2030: climate change

* up to 10C increase in global temperatures.
* the global atmosphere has more than 450 particles per million and there is increasing heat retention.
* rising sea levels have led to flooding, and extension of marshes and deltas; * migration of people from coastal areas across the globe;
* stagnation of rivers, and inland flooding leading to failure of sewage flows.
* most prosperous countries have developed water management systems, along with flood control barrages.
* the increasing temperatures have seen the spread of diseases such as bird flu, ebola, cholera, the plague, lyme disease, TB, yellow fever, sleeping sickness to most of the world, along with HIV and malaria.
* an increase in violent storms, leading to extensive damage to buildings, farms, forests.

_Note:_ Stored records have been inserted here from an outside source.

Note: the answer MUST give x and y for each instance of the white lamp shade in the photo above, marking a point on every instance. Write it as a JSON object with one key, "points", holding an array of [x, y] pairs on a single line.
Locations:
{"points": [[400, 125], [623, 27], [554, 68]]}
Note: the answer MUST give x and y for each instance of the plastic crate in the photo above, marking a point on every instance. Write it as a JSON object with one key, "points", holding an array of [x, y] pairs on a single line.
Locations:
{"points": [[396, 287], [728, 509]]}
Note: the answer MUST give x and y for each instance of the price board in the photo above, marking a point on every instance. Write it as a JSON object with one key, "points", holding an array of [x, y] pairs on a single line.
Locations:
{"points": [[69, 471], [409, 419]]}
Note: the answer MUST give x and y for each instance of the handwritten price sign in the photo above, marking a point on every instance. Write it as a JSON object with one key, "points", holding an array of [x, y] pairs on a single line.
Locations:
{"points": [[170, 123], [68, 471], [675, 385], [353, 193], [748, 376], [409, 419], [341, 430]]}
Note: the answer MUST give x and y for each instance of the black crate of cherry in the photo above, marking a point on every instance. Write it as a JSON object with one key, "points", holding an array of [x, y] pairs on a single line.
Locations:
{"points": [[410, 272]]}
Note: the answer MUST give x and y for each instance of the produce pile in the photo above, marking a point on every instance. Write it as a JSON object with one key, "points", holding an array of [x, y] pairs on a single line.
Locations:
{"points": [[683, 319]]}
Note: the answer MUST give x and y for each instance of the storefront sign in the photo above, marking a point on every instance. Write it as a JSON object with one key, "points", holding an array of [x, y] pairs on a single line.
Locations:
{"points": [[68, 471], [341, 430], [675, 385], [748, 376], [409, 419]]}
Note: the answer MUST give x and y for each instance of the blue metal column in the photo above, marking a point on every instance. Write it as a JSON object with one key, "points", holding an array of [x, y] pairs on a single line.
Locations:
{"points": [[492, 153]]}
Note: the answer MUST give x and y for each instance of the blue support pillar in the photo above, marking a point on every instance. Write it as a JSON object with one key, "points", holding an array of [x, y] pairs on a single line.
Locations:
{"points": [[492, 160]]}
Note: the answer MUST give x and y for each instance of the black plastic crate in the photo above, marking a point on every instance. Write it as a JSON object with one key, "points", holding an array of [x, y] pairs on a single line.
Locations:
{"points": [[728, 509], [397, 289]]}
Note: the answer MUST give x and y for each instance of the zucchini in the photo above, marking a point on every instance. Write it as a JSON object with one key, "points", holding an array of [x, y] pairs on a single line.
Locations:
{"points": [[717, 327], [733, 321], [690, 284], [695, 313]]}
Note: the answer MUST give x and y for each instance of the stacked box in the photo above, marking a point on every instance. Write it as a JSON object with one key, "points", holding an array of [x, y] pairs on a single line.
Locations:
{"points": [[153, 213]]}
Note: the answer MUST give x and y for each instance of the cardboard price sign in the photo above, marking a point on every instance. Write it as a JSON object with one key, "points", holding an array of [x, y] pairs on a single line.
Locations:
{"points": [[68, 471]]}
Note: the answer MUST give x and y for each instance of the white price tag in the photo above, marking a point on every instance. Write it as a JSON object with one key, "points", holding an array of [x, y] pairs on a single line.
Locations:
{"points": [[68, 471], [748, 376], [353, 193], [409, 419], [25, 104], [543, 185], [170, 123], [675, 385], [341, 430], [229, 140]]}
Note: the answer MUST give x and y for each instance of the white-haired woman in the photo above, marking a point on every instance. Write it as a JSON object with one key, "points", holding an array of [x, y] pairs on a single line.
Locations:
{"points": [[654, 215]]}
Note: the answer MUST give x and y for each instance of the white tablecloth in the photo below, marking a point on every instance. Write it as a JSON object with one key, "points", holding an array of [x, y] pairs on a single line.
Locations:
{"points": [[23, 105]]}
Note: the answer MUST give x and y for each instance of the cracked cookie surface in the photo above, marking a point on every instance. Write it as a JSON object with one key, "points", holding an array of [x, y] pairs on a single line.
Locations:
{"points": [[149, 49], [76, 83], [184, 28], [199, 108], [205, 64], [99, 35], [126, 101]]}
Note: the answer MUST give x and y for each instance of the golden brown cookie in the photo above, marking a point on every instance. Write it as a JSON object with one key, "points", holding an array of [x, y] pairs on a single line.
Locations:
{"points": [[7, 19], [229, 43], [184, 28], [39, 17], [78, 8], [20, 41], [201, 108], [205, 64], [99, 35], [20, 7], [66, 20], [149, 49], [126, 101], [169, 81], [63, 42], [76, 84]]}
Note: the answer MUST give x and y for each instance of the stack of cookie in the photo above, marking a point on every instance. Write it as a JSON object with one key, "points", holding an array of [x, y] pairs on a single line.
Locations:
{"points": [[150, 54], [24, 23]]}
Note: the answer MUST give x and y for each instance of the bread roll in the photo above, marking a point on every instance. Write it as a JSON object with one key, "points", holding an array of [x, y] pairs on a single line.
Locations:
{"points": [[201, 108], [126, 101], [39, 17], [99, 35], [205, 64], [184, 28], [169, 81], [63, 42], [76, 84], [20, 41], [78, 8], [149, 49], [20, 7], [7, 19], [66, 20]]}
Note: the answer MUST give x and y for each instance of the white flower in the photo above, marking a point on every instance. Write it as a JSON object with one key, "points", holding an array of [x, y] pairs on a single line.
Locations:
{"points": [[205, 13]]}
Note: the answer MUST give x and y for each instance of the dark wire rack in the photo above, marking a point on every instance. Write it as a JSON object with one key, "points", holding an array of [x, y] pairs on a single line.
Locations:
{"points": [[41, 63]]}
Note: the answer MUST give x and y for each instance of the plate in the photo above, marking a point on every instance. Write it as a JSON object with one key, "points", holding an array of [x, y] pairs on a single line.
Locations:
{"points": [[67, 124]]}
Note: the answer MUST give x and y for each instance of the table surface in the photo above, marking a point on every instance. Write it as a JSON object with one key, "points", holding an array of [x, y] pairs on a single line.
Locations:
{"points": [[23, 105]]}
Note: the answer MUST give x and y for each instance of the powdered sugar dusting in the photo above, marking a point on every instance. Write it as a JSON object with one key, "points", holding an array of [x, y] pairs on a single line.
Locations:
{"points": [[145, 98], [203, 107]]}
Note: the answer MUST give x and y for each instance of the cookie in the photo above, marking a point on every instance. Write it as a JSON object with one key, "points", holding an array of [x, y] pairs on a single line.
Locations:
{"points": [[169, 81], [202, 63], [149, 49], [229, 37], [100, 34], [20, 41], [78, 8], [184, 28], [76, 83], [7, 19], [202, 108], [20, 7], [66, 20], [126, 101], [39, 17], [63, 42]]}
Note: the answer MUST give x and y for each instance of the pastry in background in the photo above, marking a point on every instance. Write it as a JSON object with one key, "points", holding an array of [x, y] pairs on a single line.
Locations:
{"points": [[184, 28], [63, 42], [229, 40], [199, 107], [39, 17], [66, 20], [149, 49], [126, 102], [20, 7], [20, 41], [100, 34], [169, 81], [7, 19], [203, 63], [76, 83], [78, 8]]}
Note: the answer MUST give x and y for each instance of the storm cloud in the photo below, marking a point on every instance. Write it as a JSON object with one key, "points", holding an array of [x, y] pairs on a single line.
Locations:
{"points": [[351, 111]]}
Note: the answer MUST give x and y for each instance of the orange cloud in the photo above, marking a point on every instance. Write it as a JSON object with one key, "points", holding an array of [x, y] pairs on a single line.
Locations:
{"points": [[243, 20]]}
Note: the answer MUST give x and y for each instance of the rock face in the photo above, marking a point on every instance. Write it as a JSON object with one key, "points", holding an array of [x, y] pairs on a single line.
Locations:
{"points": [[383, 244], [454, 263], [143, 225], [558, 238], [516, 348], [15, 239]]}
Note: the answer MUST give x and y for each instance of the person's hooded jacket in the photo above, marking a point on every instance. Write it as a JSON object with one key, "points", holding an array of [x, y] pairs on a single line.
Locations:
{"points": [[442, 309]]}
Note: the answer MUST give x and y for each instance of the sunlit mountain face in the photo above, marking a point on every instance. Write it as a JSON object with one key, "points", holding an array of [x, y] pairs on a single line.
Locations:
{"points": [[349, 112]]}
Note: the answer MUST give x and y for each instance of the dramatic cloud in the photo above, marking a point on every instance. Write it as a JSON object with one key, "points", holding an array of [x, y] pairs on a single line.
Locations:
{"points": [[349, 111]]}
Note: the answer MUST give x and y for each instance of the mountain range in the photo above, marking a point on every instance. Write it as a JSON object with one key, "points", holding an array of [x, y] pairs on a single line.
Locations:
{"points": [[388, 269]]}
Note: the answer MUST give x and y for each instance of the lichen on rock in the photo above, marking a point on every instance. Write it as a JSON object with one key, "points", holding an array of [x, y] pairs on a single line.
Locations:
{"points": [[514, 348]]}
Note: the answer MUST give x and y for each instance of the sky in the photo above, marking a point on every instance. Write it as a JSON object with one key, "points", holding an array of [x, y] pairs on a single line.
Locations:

see www.kelvynrichard.com: Social Ecology-a new morality


Do you want to offer other scenarios?

????? ?????

Date : March 3, 2009 17:18

excellent ,Thanks for the post

Sophia Sim

Date : February 26, 2009 08:37

First of all, I'd like to extend my sincere appreciation to Mr. Kemal Dervis, for his thoughtful and prompt analysis of the current status regarding the Climate Change. Indeed, the world is finally gearing up toward the full recognition of the dire situation and its solution under the favorable atmosphere generating from the leadership of both the world parliament, the UN and the super power congress, the US. Taking due account of the COP 15 in Copenhagen, I firmly believe that the political momentum will surely be gathered once again that would more or less surpass the extent of Kyoto Protocol.
The major challenge and goal for all of us at stake here will rest on drawing the full participation as well as cooperation from the main culprits of the gas emissions around the world, some of them being the world's super powerhouses. This time, no budging or bungling should be allowed as an excuse for those concerned, as the world seems to be nearing the brink of the final bottom line day by day. The somber acknowledgement that no sustainable growth can be achieved at the cost of natural destruction must be widespread among the world leaders to alert their people to act with boldness and determination.
However, in regard to the pricing of the carbon, there's still a lingering doubt as to how much willing the metropole countries would be toward giving aids and hands to the most vulnerable victims of the environmental crisis. The ironic problem with the climate change is that its victims are expected to be not the protagonist but the bystanders who don't have any faults at all. Whereas the imminent danger posed upon those innocent sufferers are mounting day in day out, the continuing reluctance of the guilty industrialized nations will likely persist in years to come, especially in terms of monetary issues. As the core member of young generation who will have to bear the brunt of the consequences of this major crisis, I cannot but hopelessly pray that the day may come when those callous international leaders will finally wake up to the urgent calling across the planet.